I have an equalized constellation for 16 QAM. The constellation is equalized by LMS algorithm.
I want to calculate the EVM for the equalized constellation. How can I calculate this so that the EVM lies within the threshold limit?
The Error Vector is the Euclidean distance from the actual sample at the optimum timing location in each symbol to the actual symbol location in a reference constellation (as the distance to closest decision boundary, just prior to decision). The measurement metric Error Vector Magnitude (EVM) is computed as an rms quantity over multiple error vectors, where the waveform and the decision boundaries are scaled to either the rms amplitude or a maximum amplitude in the constellation, depending on which standard is used. We can therefore use one sample for every symbol to compute a sufficient number of errors to derive a statistical quantity.

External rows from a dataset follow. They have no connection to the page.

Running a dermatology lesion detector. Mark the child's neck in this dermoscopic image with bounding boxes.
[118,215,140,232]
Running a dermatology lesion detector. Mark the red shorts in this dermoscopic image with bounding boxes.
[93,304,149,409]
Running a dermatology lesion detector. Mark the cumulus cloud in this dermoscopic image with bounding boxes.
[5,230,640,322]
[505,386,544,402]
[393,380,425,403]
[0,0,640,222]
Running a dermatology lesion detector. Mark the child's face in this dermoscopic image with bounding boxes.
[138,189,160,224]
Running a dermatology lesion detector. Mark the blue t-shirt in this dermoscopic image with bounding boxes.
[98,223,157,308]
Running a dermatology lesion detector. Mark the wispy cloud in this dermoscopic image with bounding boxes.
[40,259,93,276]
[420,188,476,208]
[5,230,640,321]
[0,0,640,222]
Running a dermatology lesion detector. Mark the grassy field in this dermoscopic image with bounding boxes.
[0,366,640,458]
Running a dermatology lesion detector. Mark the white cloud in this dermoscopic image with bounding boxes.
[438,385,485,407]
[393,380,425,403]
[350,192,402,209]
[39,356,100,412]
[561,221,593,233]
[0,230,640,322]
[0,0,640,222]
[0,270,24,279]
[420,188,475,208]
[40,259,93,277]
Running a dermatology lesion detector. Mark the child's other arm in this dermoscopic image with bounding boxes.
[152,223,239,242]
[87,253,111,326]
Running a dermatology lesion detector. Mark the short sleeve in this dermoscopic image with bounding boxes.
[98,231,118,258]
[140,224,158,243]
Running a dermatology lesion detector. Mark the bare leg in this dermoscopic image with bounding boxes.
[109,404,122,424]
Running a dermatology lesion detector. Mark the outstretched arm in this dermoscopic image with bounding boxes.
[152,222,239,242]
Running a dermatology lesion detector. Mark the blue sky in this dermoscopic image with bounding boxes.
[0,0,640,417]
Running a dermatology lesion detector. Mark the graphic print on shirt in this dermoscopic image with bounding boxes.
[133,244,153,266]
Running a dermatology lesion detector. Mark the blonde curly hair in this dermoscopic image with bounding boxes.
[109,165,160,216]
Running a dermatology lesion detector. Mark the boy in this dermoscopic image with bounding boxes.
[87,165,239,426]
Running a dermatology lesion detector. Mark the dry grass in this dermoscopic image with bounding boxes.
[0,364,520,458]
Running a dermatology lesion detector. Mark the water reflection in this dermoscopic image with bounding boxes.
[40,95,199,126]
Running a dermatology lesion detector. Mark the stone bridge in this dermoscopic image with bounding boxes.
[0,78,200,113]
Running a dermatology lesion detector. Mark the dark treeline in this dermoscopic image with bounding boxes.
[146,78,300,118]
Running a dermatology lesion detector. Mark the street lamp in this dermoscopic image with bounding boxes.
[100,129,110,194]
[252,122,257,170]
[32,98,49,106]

Below shows a single Error Vector for 16 QAM, and the error vector magnitude would be the root-mean-square of all error vectors as given by the formula above (once the constellation and the received signal are properly normalized as described). It also must be mentioned that the normalization by the rms of the waveform assumes the symbols in the waveform are equally distributed, but if not normalization can occur through known training sequences. The idea is that the error vector magnitude should be zero if all the symbols land on the exact locations in the constellation.
To compute EVM normalize the constellation (by either the rms, the peak level of an outermost point, or the rms of the magnitudes depending on which definition is used). The waveform samples just prior to decision (one sample per symbol) are similarly normalized which would then minimize the computed EVM (this is consistent with what the receiver would do anyway just prior to decision to minimize error rate, so it is very easy to compute).
Once properly scaled the EVM computation in its general form is just the formula for the standard deviation of samples from a zero mean random process and given as a percentage quantity; so the average error magnitude given as a percentage of a normalized constellation:
$$EVM = \frac{\sqrt{\frac{\sum_n|t_n-\hat t_n|^2}{N}}}{S} \times 100\%$$
(Where $S$ is given by whatever normalization is used for the constellation)
Notice at Wikipedia en.wikipedia.org/wiki/Error_vector_magnitude it is defined as "The ideal signal amplitude reference can either be the maximum ideal signal amplitude of the constellation, or it can be the root mean square (RMS) average amplitude of all possible ideal signal amplitude values in the constellation. ". In this paper they define the normalization as the rms of the constellation: eprints.soton.ac.uk/263112/1/paper_101.pdf , while here the outermost point is used: ieee802.org/16/tg1/contrib/802161c-01_28.pdf .
Point being, if an EVM computation result is being provided or used, it is important to provide the definition and equation that is being used for that particular computation.
From my experience EVM is defined as $$ EVM = \sqrt{\frac{1}{NP_{avg}}\sum_{n=0}^{n=N-1}(|x_n-x^*_n|^2)}\\ EVM_{\%} = EVM \times 100 $$ where $x_n$ is the equalized symbol, and $x^*_n$ is the corresponding ideal value of the symbol. $N$ is the number of symbols, and $P_{avg}$ is the average power of equalized constellation. $P_{avg}=\frac{1}{N}\sum_0^{N-1} |x_n|^2$. Only thing you need to take care is scaling should be same for $x_n$ and $x^*_n$. If you are comparing $x_n$ against a normalized ideal constellation 16QAM set, that is $$ x^*_n \in \frac{1}{\sqrt{10}}(\pm 1+\pm j),\frac{1}{\sqrt{10}}(\pm 3+\pm j3),\frac{1}{\sqrt{10}}(\pm 3+\pm j),\frac{1}{\sqrt{10}}(\pm 1+\pm 3j) $$ then you need to scale $x^*_n$ by $\sqrt{P_{avg}}$.